Des compléments alimentaires

En cas de sécheresse chronique, un complément alimentaire riche en acides gras essentiels (huiles de poisson, de bourrache…) peut améliorer la souplesse des muqueuses : Ménophytéa Hydratation intime, Donalis, Luboral

Des règles d’hygiène

• Une toilette intime externe quotidienne, voire deux, mais la deuxième à l’eau claire. En cas d’irritation, opter pour un lavant doux, peu parfumé. Proscrire douches vaginales et antiseptiques sans avis médical.

• Éviter les irritants : produits parfumés, pantalons serrés. Déconseiller les protège-slip systématiques en dehors des règles car ils sont absorbants mais aussi desséchants, ou de tampons lors des règles.

Avec l’aimable participation du Dr Béatrice Guigues, gynécologue-obstétricienne à Caen, vice-présidente du Collège national des obstétriciens gynécologues français.

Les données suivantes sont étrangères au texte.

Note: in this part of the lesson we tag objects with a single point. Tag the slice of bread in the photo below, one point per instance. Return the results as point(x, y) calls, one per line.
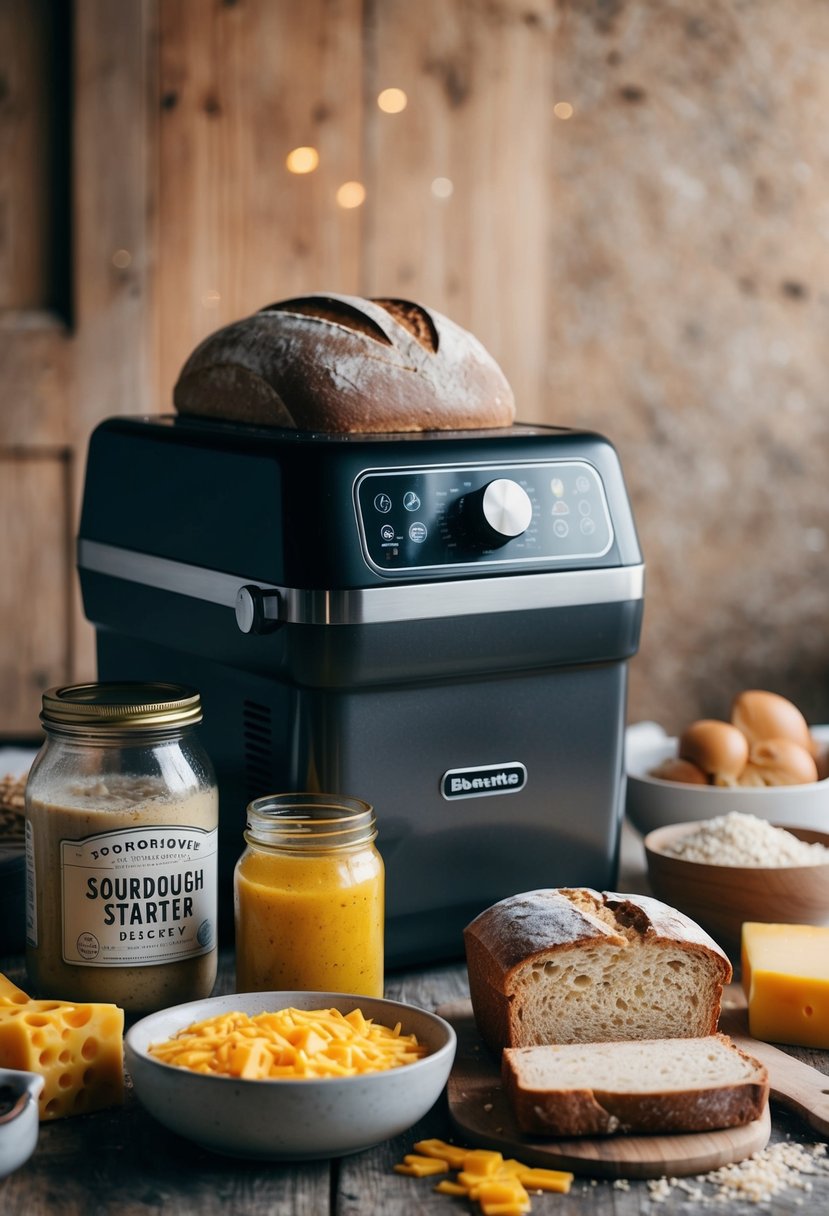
point(658, 1085)
point(574, 966)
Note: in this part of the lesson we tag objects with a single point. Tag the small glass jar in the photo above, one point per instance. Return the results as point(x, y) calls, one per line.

(1) N° 383, septembre 2015, Traitements locaux de la sécheresse vaginale liée à la ménopause.

Le condiv

La lubrification vulvo-vaginale dépend notamment des estrogènes, qui favorisent la trophicité des muqueuses, et de facteurs psychologiques. Elle est assurée par :

→ la lubrification vulvaire : les glandes vestibulaires urétrales (de Bartholin et de Skene) sécrètent une sorte de mucus qui lubrifie la vulve et facilite la pénétration ;

→ la lubrification vaginale : elle n’est pas assurée par une glande mais par un transsudat. Lors de l’excitation sexuelle notamment, les vaisseaux sanguins de la paroi vaginale se dilatent, permettant la production d’un liquide qui traverse la paroi et lubrifie le vagin.

Les causes d’une insuffisance de lubrification : variations hormonales (ménopause, allaitement, post-partum) ; déséquilibre de la flore locale suite à une infection vaginale ; hygiène intime inadaptée ; médicaments (isotrétinoïne, anticancéreux, neuroleptiques, tricycliques…) ; pathologies (dépression, syndrome de Gougerot-Sjögren) ; trouble psychologique ; abstinence sexuelle prolongée…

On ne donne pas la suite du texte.